12 thoughts on “Medici princess freed from bad Victorian Photoshop

  1. A minor lesson is that the Victorian standard of beauty shown is indeed much prettier, to my eyes, that the anorexic standards of the present day.

  2. I am aghast at the crap that happens, from the transfer and ‘touching up’ of paintings to the cutting out, trimming and framing illuminations from manuscripts.

  3. Occhi della Madonna ! – With all due respect, if THAT is Isabella, she must have suffered from a disastrous Habsburgian hangover. Apparently, her deadly accident (being ‘strangled at midday’) was arranged in 1576, and that portrait of ‘Isabella with her son Virginio’ from 1574, posted on here, is obviously a sequel to this one. Let us now check out Joanna of Austria, who married Francesco de Medici in 1565: Notably, from 1576 to 1578, she in fact DID have the opportunity to wear all of Isabellas dresses.

    Probably time for some contemporary tunes, Dr. Watson: “Tell it, tell it everywhere: Mister Cotal’s wife is dead! Because he found her with a Spaniard alone in the house, so he killed her…”, the song being filmed/ performed, the song info and its notation.

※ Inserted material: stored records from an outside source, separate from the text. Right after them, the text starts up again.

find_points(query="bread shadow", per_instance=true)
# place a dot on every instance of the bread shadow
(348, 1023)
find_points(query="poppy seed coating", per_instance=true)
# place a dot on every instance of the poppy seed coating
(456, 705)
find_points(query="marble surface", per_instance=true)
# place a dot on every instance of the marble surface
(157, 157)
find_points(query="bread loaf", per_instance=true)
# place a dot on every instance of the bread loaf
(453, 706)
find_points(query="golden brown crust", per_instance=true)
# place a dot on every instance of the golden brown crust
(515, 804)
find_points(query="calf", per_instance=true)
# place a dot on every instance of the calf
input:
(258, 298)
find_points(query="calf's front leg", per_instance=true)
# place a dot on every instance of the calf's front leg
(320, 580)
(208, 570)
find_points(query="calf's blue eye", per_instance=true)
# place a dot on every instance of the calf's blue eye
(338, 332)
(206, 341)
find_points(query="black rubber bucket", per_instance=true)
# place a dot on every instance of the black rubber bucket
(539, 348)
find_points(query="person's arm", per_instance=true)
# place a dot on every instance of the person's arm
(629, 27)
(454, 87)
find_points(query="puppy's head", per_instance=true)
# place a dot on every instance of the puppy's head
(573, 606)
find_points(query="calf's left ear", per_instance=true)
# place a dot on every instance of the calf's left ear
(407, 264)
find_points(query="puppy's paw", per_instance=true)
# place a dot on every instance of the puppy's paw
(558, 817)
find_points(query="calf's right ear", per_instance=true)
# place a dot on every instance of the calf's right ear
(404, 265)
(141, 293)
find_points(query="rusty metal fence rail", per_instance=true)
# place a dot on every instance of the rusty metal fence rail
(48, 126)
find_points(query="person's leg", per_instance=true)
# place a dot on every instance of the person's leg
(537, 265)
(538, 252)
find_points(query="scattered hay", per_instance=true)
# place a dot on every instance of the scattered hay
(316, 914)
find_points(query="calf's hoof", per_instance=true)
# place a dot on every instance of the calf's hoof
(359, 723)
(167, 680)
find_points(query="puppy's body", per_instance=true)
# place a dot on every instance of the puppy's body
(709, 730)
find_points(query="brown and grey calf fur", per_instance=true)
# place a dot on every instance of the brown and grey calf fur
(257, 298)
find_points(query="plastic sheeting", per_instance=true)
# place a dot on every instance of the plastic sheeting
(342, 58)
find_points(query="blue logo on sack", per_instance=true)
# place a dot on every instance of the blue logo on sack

  4. That is so interesting! Now I wish that they would start X-raying all kinds of paintings just to see what’s really underneath.

  5. Not to defend the Victorian refacing of Isabella de’Medici, here, because that was unforgivably clumsy, but just what are the ethical standards for when to strip off overpainting? For instance, if Jules Bastien-Lepage had been given some compelling reason to overpaint a Rembrandt Peale, it would be just as revolting to see Bastien-Lepage’s work obliterated as it would be to see Peale’s work covered up.

    There seems to be a lot of argument over the ethics, based on the brief search I just ran, but not a lot done to ensure the retention of imagery or replicas of works in overpainted state for future study or (dare I suggest?) appreciation. When does the importance of restoration of a work begin to override the necessity of preserving a piece of the historical context of a work?

  6. The total number of times the video has been viewed over a three-week period has almost doubled in one day since it was posted on this blog.

  7. That sure don’t look like the lady in the other paintings. The Victorian over paint looks to me like the painter was trying to take a painting of a different woman and make her look like the lady in the other paintings. Had I been Eleanor and I had been handed that as a official painting of myself…royal portrait painter looking for a new job tomorrow.

  8. This is certainly a coup for the Pittsburgh Museum, but as for the rest… We are looking at a Florentine painting of more less that time – though rather fussy in detail for Alessandro Allori himself. As far as I can tell, there is no evidence for the sitter being Isabella de’ Medici (without even touching on the story of her alleged “murder”.) Apart from wishful thinking, the identification seems to be based exclusively on the dress in another portrait of Isabella – which I don’t know and cannot find. (Can someone help me here?) In regard to the theory that Mary Magdalen’s ointment jar was painted in as an indication of “repentance” – that isn’t particularly convincing in terms of historical usage. The odds are 99 to 1 that the lady in the picture was named Maria Maddalena.

  9. “just what are the ethical standards for when to strip off overpainting?”

    Interesting question. If the over painting intended to increase monetary value by reflecting trending tastes, then there are presumably plenty examples of those trending tastes already available, and therefore the refreshed work shows us nothing we need keep. If it is done as pure restoration, with an eye to be faithful to a damaged original, then there should be no qualms about removing and/or improving on the over-paint. If it is done to show off, then it is vandalism and beneath contempt.